The game on Monday night was essentially a referendum on Stafford’s offseason trade from the Detroit Lions to the Los Angeles Rams in exchange for Jared Goff and a plethora of first-round draft selections over multiple seasons. It was a significant thing, according to philosopher Ron Burgandy.
But things weren’t looking good for the Rams as Stafford led them to a 3-0 start. They went 5-4 over the following nine games, including a three-game losing run during which Robert Woods was gone for the season due to a knee injury and Stafford struggled as the club sought to bring Odell Beckham Jr. up to speed.
So it’s no surprise that last week’s NFL experts were all over the Cardinals, who are now dominating the division. The topic was posed to Stephen A. and Orlovsky, now an ESPN NFL commentator, on ESPN’s First Take: Who would you rather have on Monday night? Stafford or Kyler Murray?
Keep in mind that Stafford was 0-17 versus opponents with a five-game lead or greater before Monday’s game against the 10-2 Cardinals. 500, 0-9 versus teams with at least 10 victories, and 10-70 against teams with a winning record throughout the course of his career.

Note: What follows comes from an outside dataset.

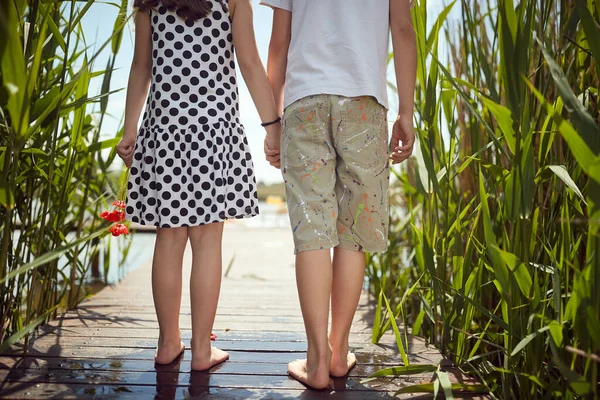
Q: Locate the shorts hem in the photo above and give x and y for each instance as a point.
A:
(311, 245)
(366, 248)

Kyler was taken by Smith, as it was by the rest of the globe.
Dan? Dan, however, did not.
Orlovsky went to bat for his old Lions buddy in a big, huge manner in a blazing take that left even the legendary Stephen A. dumbfounded.
“I want Matthew Stafford,” Orlovsky said emphatically. “I’m a team player, therefore I’ll never turn my back on Matthew Stafford.” I’m not the kind of man that wants everything to revolve around Stephen A. Smith, way Stephen A. does. My brother is Matthew Stafford. Matthew Stafford is a teammate, and I’d rather be wrong than turn my back on him.
“I’m looking for the 13th person.” 13th. I’ll say it again: 13th in yards all-time. Kyler Murray isn’t one of them. Matthew Stafford, who ranks 12th all-time in touchdowns, is the player I want. I want the guy who is now fourth in fourth-quarter comebacks and tenth all-time in NFL history.
“Kyler Murray is incredible.” He’ll be a superstar for a very long time. He’s also having a good season. Matthew Stafford is enjoying a better season than he was last year. He’s enjoying a stronger season than last year. You just mentioned Matthew Stafford is second in the NFL in terms of touchdowns. Matthew Stafford, please.”
Dan Orlovsky, take a bow: no one will ever question you again.
Dan Orlovsky was mocked once again by the football world, much like how the other reindeer wouldn’t let Rudolph play reindeer games. You’re well aware of the situation. What’s more, guess what? Dan Orlovsky, a Shelton, Connecticut native and father of four, will always be a UConn Huskie… Dan Orlovsky was absolutely correct.
Stafford was outstanding in Monday night’s 30-23 win for the Rams. Without throwing an interception, he completed 23 of 30 passes for 287 yards and three touchdowns. On the first play of the third quarter, his long ball, a 52-yard touchdown pass to Van Jefferson, was a thing of beauty, giving the Rams the lead for good.
Stafford remarked after the game, “I felt good about it.” “There were a few items you clearly wanted back… “However, I thought we handled the game quite well.”
One thing is certain: Dan Orlovsky does not want anything back.
Pro Football Reference provided the statistics.